# Coding FLE sidemarker... ON !! Euro lci F30



## Kiffouille (Jan 3, 2018)

Hy guys

I'm looking to code US sidemarker on a European lci f30 with 5A2 full led headlights.

Yes here in Europe we want them ON ! Lol

Already tried coding FLE 43 and FLE 44 with LM_ID_LT04 => 00 to 04
And LM04_NAME => 00 to 0D
But nothing change.
I think POLI1_idx, DRL_Idx need some changes too.

Any ideas? Or can someone send me his US CAFD FLE with sidemarker ON to compare with ECE CAFD?

Thank you all


----------



## Kiffouille (Jan 3, 2018)

Here's what I'm looking for ***x1f642;


----------



## Almaretto (Nov 17, 2015)

Attach your FLE NCD.

Do your headlamps have sidemarkers?

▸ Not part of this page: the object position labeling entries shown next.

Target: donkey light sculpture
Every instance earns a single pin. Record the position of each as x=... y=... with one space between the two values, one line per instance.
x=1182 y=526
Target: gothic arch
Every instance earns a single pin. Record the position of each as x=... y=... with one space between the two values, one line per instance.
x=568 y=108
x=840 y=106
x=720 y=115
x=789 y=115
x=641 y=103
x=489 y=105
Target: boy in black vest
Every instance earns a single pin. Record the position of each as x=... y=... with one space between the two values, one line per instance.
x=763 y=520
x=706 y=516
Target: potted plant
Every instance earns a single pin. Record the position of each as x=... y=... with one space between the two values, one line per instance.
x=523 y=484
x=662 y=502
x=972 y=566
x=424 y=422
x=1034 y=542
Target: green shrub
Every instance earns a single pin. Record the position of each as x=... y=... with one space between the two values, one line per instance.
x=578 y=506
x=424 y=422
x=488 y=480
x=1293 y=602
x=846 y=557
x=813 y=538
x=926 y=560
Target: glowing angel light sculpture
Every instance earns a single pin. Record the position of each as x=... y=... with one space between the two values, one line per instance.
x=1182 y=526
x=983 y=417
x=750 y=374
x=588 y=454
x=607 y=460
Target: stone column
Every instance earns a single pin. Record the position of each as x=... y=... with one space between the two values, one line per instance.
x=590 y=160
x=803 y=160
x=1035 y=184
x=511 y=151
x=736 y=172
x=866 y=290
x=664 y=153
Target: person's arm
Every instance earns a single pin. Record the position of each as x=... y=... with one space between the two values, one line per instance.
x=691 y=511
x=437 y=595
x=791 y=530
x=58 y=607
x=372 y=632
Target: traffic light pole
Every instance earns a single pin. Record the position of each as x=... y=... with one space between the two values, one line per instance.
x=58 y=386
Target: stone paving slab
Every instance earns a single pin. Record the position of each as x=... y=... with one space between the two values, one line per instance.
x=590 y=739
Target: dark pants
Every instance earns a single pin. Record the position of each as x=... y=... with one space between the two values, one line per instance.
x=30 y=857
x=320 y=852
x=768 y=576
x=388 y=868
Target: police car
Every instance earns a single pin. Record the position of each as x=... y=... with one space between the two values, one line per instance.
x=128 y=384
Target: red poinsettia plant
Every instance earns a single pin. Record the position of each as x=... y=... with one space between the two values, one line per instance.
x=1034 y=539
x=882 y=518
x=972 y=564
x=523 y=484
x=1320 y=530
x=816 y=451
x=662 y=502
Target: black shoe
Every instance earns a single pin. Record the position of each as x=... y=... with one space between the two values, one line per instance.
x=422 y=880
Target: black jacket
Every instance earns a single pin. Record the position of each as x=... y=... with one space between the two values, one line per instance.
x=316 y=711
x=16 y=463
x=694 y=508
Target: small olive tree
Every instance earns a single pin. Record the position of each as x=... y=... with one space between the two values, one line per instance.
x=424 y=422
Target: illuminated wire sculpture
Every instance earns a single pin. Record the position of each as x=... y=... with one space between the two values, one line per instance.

Pictured are the eyebrows used as turn signals.

This shows sidemarkers: 


http://imgur.com/DzQmr0A


----------



## Kiffouille (Jan 3, 2018)

Hy Almaretto

Thank you very much for your reply 

In attachment you will find picture of CAFD, and a picture of the headlight of the car (S5A2A Lci) 
Is that what you need? 

The goal I am looking for is to have turnsignal always on


----------



## Kiffouille (Jan 3, 2018)

Almaretto, if it helps :
Here's a Pic of the headlight with turnsignal on. 

I'm only looking for the FDL changes to make them ON all the time. 
But if you have VO solution with deleting ECE country code in FA and adding US country code in FA, and then VO Code both FLE, it would be great too!


----------



## Almaretto (Nov 17, 2015)

Kiffouille said:


> Almaretto, if it helps :
> Here's a Pic of the headlight with turnsignal on.
> 
> I'm only looking for the FDL changes to make them ON all the time.
> But if you have VO solution with deleting ECE country code in FA and adding US country code in FA, and then VO Code both FLE, it would be great too!


VO coding will not work. US cars do not have turn signals always on.


----------



## Kiffouille (Jan 3, 2018)

Hello
And about this one in picture with FLE
Is it turnsignal or is it eyebrow?
Thank you in advance for your reply


----------



## Almaretto (Nov 17, 2015)

Kiffouille said:


> Hello
> And about this one in picture with FLE
> Is it turnsignal or is it eyebrow?
> Thank you in advance for your reply


This may help:

https://f30.bimmerpost.com/forums/showpost.php?p=20644639&postcount=29


----------



## Kiffouille (Jan 3, 2018)

Thank you Almaretto I will try and make you a feedback!


----------



## Gbrl_rdrgz (Jan 8, 2022)

Kiffouille said:


> Thank you Almaretto I will try and make you a feedback!


Hey! I’m having the same issue. Where you able to do it properly?


----------